Ensuring that Direct Air Capture Hubs remove carbon in a way that minimizes environmental and social harm will require effective and meaningful community engagement; free, prior, and informed consent; a seat at the decision-making table; and continuous proactive outreach. One way of prioritizing community needs and incorporating communities’ concerns and considerations into siting and decision-making processes, is through Community Benefit Agreements. These legally binding agreements are negotiated by communities and project developers prior to the approval of a project. They generally include provisions for employment, housing, environmental safeguards, and other benefits. All Department of Energy-funded projects under the Bipartisan Infrastructure Law require Community Benefits Plans, which may turn into Community Benefit Agreements.
Another emerging idea is around alternative, or public, ownership models to help expedite the scale up of carbon dioxide removal. For example, following a utility or waste management model where the state plays a role in overall siting and ownership to ensure the infrastructure is built out quickly, safely, with high environmental standards, and access is at-cost, while avoiding monopolies forming in the private sector. Although this model is untested in the United States and requires additional research, it could help ensure that communities benefit from projects, and play an integral role in their design and deployment. One of the three feasibility studies awarded in California is designed to explore these models while prioritizing delivery of meaningful community benefits.
What’s Next for Carbon Dioxide Removal Policy Across the U.S.?
Looking ahead, there is still a lot to be seen in terms of how carbon removal projects are developed and operated. Many of the policies are still pending or have only recently passed. The policies are also largely the first of their kind in the U.S., establishing the foundation of a crucial legislative framework to guide carbon removal developments in California.

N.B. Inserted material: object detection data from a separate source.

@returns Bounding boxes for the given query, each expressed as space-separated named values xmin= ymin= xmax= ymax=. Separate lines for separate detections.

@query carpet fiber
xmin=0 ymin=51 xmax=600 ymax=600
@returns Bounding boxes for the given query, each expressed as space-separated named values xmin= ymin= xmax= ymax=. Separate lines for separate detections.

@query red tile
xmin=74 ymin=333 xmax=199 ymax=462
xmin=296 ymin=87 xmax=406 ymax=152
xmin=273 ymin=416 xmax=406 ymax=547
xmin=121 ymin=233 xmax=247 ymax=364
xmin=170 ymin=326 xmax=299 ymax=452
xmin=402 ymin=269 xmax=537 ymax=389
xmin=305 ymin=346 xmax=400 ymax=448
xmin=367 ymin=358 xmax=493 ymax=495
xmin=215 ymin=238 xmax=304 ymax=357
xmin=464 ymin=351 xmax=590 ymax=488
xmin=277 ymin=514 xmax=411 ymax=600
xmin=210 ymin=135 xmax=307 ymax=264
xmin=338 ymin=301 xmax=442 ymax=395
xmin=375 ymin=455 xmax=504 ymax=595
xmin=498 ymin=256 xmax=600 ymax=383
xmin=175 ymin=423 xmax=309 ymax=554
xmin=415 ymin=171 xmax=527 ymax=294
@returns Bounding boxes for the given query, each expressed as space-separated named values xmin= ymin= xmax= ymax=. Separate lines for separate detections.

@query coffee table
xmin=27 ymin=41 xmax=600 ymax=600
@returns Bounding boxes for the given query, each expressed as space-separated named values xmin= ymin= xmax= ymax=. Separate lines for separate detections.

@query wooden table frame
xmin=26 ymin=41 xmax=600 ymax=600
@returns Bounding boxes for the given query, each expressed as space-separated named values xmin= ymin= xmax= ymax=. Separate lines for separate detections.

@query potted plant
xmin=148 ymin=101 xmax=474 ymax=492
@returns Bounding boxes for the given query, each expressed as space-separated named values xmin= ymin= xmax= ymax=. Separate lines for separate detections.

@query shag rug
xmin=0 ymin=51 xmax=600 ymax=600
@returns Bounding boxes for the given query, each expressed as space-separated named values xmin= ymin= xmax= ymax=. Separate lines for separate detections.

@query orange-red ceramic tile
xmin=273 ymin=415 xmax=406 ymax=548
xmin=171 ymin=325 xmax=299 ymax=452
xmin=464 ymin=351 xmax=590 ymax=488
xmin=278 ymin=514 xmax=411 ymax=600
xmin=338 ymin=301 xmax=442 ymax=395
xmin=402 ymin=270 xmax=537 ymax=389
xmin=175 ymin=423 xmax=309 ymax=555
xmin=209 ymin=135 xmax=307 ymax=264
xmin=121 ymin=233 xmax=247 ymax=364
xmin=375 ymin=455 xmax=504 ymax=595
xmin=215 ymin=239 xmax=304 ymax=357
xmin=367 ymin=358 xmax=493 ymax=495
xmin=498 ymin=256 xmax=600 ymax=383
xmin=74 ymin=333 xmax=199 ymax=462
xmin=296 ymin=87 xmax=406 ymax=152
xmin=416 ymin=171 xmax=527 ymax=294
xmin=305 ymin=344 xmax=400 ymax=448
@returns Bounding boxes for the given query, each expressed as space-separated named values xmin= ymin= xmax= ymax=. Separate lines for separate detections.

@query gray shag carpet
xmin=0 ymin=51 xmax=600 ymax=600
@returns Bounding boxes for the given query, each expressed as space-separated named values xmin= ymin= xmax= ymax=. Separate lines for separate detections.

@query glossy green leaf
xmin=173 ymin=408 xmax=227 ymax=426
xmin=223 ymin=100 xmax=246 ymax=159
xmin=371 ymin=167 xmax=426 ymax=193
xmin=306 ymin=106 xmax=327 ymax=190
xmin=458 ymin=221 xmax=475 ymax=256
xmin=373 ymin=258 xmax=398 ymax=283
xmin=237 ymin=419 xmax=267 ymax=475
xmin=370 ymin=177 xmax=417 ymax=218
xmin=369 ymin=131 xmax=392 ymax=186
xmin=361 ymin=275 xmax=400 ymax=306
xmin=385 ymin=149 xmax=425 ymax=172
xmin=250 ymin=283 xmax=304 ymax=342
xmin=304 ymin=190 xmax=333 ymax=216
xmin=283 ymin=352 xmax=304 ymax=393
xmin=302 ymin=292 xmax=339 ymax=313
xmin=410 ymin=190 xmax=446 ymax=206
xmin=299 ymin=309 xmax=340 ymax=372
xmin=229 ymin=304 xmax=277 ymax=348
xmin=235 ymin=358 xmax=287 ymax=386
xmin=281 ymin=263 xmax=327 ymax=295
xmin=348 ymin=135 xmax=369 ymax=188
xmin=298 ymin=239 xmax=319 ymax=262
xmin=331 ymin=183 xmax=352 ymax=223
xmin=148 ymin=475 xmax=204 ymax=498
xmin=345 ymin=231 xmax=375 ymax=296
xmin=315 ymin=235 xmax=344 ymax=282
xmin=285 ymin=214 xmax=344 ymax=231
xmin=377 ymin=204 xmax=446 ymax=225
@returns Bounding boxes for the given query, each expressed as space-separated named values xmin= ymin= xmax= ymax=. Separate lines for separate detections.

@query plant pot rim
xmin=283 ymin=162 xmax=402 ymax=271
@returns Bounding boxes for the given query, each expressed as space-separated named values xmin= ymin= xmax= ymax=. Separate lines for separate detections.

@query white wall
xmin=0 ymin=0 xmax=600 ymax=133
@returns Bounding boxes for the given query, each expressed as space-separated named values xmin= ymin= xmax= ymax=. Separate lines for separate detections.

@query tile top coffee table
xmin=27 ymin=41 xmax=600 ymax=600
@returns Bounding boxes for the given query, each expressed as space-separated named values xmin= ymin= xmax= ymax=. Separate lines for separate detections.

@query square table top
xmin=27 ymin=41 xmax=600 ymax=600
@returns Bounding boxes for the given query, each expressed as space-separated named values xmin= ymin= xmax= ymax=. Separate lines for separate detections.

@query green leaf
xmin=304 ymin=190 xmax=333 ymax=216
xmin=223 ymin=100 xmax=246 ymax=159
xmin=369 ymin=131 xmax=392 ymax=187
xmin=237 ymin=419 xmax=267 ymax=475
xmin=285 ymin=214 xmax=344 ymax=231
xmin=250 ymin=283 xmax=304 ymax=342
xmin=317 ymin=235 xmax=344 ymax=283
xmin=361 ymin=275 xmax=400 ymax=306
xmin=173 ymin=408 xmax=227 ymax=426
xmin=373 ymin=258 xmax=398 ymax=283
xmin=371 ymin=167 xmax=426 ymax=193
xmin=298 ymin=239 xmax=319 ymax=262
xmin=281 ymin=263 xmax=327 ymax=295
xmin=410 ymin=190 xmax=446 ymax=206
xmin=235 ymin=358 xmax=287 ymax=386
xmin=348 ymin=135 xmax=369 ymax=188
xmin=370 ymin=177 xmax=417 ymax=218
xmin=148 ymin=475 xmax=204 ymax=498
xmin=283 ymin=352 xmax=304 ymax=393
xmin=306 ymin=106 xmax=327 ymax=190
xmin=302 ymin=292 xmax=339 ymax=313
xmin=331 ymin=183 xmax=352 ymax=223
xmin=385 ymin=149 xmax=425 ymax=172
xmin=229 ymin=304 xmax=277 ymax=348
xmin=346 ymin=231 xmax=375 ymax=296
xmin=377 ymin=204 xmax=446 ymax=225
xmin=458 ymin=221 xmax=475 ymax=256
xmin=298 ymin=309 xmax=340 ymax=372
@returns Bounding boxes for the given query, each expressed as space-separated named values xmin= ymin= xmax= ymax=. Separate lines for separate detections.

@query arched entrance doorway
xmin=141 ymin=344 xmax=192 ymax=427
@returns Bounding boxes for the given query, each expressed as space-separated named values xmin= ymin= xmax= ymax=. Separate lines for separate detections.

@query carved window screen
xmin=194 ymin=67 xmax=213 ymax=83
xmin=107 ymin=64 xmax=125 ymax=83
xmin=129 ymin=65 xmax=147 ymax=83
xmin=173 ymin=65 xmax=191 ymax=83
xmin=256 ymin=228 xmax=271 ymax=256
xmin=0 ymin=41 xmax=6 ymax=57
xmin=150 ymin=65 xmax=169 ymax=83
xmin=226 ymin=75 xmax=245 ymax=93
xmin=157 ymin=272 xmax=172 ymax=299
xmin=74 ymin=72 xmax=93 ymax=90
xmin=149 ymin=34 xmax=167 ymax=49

Although states across the U.S. have different political contexts and levels of interest in climate policy, the way that California has approached carbon removal in policy can provide valuable insights if not a model for other states on how to ensure carbon dioxide removal does not take away from emissions reduction, how to create a potential financing backstop and how to establish a comprehensive state-level regulatory framework. At the same time, given the magnitude of California’s commitment toward carbon removal — 75 million metric tons of CO2 per year by 2045 — there is still room for additional innovation and creativity to help achieve this ambitious goal.